I'm a Human Inbox

Sunday, May 15, 2005

Tune into TV Piracy



MindJack has an awesome article speaking about the issue of pirating TV shows:

From its premiere, Battlestar Galactica has been the most popular program ever to air on the SciFi Channel, and its audiences have only grown throughout the first series. Piracy made it possible for "word-of-mouth" to spread about Battlestar Galactica.

Audiences are technically savvy these days; they can and will find a way to get any television programming they desire. They don't want to pay for it, they don't want it artificially crippled with any digital rights management technologies - they just want to watch it. Now. This is the way that half a century of television and a decade of the Web has conditioned them to behave. We can't really complain that audiences are simply doing as they've been told. It is pointless to try to get them to change their behavior, because, in essence, you're fighting against the nature of television programming itself, the behavioral narrative which grew out of our relationship to the technology. We all understand that this piracy is technically illegal, technically a violation of copyright; but we're in a hell of a bind if we're telling the audience to "sit down, shut up and do as you're told" when it comes to television viewing. The audience won't do as they're told: they'll do as they've been taught, and that is another story entirely.
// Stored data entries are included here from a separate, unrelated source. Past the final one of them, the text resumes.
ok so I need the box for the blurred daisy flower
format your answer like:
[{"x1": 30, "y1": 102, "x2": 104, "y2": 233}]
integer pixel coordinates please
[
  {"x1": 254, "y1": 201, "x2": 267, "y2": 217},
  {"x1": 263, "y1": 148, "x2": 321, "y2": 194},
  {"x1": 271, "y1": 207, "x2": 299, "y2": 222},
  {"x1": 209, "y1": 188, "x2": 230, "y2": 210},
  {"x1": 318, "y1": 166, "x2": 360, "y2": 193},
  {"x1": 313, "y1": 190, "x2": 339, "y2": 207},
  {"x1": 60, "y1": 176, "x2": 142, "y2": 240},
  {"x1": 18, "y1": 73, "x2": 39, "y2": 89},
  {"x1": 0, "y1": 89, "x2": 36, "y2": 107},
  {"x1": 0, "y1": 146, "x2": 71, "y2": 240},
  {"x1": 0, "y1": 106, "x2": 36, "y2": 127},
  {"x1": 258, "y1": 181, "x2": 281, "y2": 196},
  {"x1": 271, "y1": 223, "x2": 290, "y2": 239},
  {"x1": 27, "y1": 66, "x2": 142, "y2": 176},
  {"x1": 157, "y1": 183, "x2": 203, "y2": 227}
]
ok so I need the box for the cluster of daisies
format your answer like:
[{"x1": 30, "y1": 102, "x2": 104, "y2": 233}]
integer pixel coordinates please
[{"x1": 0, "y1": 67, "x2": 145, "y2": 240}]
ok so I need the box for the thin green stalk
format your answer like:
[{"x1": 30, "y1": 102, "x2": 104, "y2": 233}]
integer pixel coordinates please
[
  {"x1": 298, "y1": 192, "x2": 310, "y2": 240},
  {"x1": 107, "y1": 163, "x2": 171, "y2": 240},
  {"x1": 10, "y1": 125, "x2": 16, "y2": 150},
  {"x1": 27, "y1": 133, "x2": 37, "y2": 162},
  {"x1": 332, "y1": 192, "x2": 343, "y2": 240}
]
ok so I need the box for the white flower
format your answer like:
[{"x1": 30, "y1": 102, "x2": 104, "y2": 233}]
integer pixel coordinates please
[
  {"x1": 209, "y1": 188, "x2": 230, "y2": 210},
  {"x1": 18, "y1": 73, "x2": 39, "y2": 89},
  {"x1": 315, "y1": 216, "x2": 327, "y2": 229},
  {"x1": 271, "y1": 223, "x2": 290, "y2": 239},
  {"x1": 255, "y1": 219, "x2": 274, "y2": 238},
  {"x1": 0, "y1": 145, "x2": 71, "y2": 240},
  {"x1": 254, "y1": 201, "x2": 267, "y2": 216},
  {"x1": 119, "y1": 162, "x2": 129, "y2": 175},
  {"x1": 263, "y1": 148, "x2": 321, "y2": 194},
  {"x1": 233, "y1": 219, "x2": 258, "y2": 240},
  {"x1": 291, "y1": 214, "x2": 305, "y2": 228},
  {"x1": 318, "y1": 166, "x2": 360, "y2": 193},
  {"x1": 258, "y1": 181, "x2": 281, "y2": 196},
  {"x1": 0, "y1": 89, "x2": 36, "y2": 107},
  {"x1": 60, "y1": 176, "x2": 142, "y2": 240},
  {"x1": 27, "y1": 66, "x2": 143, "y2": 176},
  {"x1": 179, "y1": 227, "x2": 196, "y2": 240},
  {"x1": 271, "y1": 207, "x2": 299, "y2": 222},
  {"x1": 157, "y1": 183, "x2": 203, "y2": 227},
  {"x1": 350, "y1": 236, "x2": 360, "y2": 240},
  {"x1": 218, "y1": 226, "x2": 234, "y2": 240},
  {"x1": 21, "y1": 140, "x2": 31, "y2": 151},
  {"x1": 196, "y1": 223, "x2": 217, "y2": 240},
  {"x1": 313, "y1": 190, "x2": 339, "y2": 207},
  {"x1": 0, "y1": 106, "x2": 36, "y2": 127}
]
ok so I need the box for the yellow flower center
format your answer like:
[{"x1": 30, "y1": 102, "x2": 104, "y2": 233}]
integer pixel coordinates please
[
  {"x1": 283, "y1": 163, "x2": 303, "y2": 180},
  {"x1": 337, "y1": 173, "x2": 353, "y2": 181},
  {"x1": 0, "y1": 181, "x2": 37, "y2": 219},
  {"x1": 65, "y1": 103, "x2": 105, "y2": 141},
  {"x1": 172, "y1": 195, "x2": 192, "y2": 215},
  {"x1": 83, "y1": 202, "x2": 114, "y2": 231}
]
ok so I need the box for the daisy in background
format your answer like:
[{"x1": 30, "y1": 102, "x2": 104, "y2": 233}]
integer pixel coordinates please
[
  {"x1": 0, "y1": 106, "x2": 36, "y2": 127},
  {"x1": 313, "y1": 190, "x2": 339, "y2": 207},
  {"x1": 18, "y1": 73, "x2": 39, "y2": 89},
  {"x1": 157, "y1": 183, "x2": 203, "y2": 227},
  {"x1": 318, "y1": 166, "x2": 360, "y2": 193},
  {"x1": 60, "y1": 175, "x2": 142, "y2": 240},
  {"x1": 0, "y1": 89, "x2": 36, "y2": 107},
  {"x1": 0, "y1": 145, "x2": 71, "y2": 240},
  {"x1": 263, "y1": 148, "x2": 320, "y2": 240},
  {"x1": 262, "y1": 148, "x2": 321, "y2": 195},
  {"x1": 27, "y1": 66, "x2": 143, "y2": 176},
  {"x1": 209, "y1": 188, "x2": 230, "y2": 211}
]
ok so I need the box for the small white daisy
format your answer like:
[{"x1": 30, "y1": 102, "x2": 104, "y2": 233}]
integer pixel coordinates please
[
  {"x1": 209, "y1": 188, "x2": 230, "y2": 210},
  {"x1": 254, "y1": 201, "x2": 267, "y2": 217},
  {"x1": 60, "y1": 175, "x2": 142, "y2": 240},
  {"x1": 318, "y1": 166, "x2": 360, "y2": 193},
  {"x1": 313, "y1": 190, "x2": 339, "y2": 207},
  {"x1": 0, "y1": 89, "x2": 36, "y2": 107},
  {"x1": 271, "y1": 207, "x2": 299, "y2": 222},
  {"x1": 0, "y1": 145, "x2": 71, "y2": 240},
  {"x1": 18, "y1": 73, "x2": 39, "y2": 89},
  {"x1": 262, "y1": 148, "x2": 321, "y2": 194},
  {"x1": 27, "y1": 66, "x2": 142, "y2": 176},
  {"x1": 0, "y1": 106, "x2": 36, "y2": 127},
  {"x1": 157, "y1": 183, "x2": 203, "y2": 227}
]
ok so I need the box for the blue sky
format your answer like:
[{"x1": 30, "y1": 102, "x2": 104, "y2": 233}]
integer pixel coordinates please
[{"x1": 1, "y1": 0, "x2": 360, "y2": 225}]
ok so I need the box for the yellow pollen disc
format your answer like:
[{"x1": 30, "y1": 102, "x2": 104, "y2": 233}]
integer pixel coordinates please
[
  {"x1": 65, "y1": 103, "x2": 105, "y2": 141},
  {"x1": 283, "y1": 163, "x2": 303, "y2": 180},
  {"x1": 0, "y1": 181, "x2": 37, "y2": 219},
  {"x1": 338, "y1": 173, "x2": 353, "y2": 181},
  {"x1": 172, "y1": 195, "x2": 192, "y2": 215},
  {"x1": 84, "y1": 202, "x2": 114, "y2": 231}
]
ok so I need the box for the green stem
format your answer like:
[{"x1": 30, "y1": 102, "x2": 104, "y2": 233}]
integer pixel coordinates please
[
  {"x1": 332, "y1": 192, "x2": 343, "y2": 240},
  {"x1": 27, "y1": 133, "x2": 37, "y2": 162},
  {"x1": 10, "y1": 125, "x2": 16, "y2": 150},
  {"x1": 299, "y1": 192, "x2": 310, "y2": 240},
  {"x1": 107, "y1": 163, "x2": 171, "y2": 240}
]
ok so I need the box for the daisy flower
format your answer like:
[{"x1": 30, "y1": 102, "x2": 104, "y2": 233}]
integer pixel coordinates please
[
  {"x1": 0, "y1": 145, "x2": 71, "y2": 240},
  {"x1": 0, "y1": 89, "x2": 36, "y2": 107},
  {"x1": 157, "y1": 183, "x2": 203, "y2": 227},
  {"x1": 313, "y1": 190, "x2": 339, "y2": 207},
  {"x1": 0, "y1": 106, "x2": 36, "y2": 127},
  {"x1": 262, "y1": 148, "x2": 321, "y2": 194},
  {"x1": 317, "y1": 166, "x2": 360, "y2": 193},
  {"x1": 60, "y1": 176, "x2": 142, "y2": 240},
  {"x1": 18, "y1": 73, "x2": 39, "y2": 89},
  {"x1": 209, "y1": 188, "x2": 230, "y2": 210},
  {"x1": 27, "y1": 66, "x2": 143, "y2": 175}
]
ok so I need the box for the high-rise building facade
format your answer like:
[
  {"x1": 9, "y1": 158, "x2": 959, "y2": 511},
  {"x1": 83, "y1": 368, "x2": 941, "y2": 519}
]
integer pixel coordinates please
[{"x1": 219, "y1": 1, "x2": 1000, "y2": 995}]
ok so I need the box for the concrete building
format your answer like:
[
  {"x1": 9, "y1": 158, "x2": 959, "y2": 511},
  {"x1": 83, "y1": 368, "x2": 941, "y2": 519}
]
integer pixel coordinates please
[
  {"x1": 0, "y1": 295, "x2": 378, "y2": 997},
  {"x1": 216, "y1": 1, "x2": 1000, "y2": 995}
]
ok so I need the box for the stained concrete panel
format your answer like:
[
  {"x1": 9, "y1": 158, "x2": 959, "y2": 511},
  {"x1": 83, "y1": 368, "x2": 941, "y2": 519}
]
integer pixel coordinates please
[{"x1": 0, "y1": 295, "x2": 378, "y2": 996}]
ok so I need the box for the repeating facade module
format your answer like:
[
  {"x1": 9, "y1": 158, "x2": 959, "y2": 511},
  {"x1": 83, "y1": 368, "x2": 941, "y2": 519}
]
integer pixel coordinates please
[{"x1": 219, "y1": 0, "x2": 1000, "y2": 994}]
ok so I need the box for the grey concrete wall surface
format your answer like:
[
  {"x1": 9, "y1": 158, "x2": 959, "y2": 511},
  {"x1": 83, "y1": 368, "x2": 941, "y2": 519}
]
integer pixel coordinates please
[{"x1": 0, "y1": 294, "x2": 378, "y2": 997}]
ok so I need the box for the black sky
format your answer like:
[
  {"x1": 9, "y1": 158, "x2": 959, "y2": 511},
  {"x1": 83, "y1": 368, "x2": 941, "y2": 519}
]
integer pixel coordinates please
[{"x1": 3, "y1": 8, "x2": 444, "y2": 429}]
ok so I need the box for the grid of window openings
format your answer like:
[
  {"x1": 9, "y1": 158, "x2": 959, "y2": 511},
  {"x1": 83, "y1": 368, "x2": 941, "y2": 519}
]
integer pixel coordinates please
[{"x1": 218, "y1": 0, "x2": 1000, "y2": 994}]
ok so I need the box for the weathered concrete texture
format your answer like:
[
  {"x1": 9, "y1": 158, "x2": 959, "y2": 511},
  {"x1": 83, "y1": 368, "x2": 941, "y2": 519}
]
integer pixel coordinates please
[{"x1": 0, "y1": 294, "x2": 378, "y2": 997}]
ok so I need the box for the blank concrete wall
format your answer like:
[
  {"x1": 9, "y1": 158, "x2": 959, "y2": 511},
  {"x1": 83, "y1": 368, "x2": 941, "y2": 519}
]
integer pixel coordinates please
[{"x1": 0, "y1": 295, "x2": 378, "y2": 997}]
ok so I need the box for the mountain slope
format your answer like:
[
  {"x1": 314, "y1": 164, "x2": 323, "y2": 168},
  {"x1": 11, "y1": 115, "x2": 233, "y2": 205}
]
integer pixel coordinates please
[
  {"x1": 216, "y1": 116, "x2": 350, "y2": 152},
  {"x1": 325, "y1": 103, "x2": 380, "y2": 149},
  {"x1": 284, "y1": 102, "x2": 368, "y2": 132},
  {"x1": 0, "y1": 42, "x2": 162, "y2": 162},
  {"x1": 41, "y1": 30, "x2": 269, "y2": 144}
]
My sentiments exactly. What surprises me is that when media companies are shown this sort of argument they usually claim that piracy has only hurt their sales even more than it would have despite its success. TV is a different category than movies, music and games. Consumers are used to paying for music and movies, but consumers have never paid for television (ignoring cable), and the Internet isn't going to change that attitude. Mindjack goes on to list some advertising strategies which are all very reasonable.

I actually believe that advertisers are smarter than media producers. I think that the money from advertisers will bring the media onto the Internet far sooner than consumers.